Walk through the streets of Camden and you will find yourself among globally recognised institutions. From the British Library and the Francis Crick Institute to tech giants like Facebook and Google, these places have amassed a knowledge hub with a truly international reputation for excellence.
But impressive as they are, Camden wants to ensure that these institutions are part of its social fabric, that they aren’t just enclaves of talent, disconnected from the rest of the borough. Instead, they should play a real, positive role in people’s lives. Camden Learning, a partnership between the borough’s state schools and Camden Council, is one organisation making that connection happen for young people in the community.
Camden Learning’s STEAM (Science, Technology, Engineering, Arts and Maths) programme has worked for three years to connect employers with the next generation of local talent. The goal is to give kids “a sense that job opportunities exist, but also that sense that they belong there,” says Danielle Tobin, Director of STEAM and Partnerships.
The programme, which works with young people and schools across the borough with a particular focus on those from disadvantaged and underrepresented backgrounds, is “that lynchpin in the middle” between schools and companies, Tobin says. Employers can sign up to the STEAM Pledge, committing to activities that can benefit kids’ prospects later in life.
STEAM brings together a traditional STEM background and injects it with creativity. “What we’ve found over the last few years is that creativity also encapsulates communication and collaboration, and those skills are going to be really crucial for future jobs,” Tobin says.
The relevance is obvious in Camden: science, technology and creative collaboration are the foundation of its institutions, and their importance is going nowhere.
One way Camden Learning advocates for this multi-disciplinary approach is through its STEAM Hub. Bringing together leaders from local schools that have pioneered STEAM-focused learning – such as the Torriano School – and local businesses, the Hub has developed STEAM curriculum approaches that it shares with other primary and secondary schools.
A team of teachers, employers and students from Central Saint Martins art school have put together five curriculum projects, each focused on a challenge in the local area. One of these sees early primary school students working with architecture firm Bennetts Associates (who are also working on the Tribeca project) to design the eco city of the future.
Tobin says: “This is obviously rooted in high quality curriculum design and what kids need to be learning anyway, but what we’re able to add is that young people are focusing on how to be changemakers in their local area.”
Another benefit is that these projects take a multi-disciplinary approach, which, Tobin argues, can be “quite hard” to embed in a curriculum otherwise – especially in secondary school. Projects that combine scientific and creative skills emulate how architects and engineers, for example, might design a new development in the real world.
The value of meaningful work experience
Beyond being exposed to a wide range of subject knowledge, students that take part in these projects learn about careers they can aspire to. They will learn what an architect, or an engineer, or a programmer does and that these are genuine options for them later in life.
The problem students face is that while activities like work experience and apprenticeships – meaningful encounters with employers – have a tangible impact on young people’s prospects, they are still often dependent on connections, which means the most disadvantaged lose out on the benefits.

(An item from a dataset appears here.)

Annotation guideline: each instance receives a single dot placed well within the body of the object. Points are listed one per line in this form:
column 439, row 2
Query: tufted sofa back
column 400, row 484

Camden Learning is working hard to change this. During the pandemic, Google developed a work experience programme for Camden students, prioritising those from a disadvantaged backgrounds. The result is that 120 students a year will have Google on their CV. Programmes like that, Tobin says, “will make a really substantial difference.”
As Camden STEAM’s programme enters its next phase of expansion, it gives the borough’s world-class institutions the chance to be more than just beacons of knowledge for the world. They can be beacons of hope and opportunity for those who walk past them every day.
“We know that by the age of seven, evidence shows that young people’s career ambitions are pretty much set, and it’s quite rooted in their gender, ethnicity and socio-economic background – and the stereotypes around careers. We’re not saying that kids need to be choosing their careers, but they need to be exposed to the whole range of different roles that exist in the world.”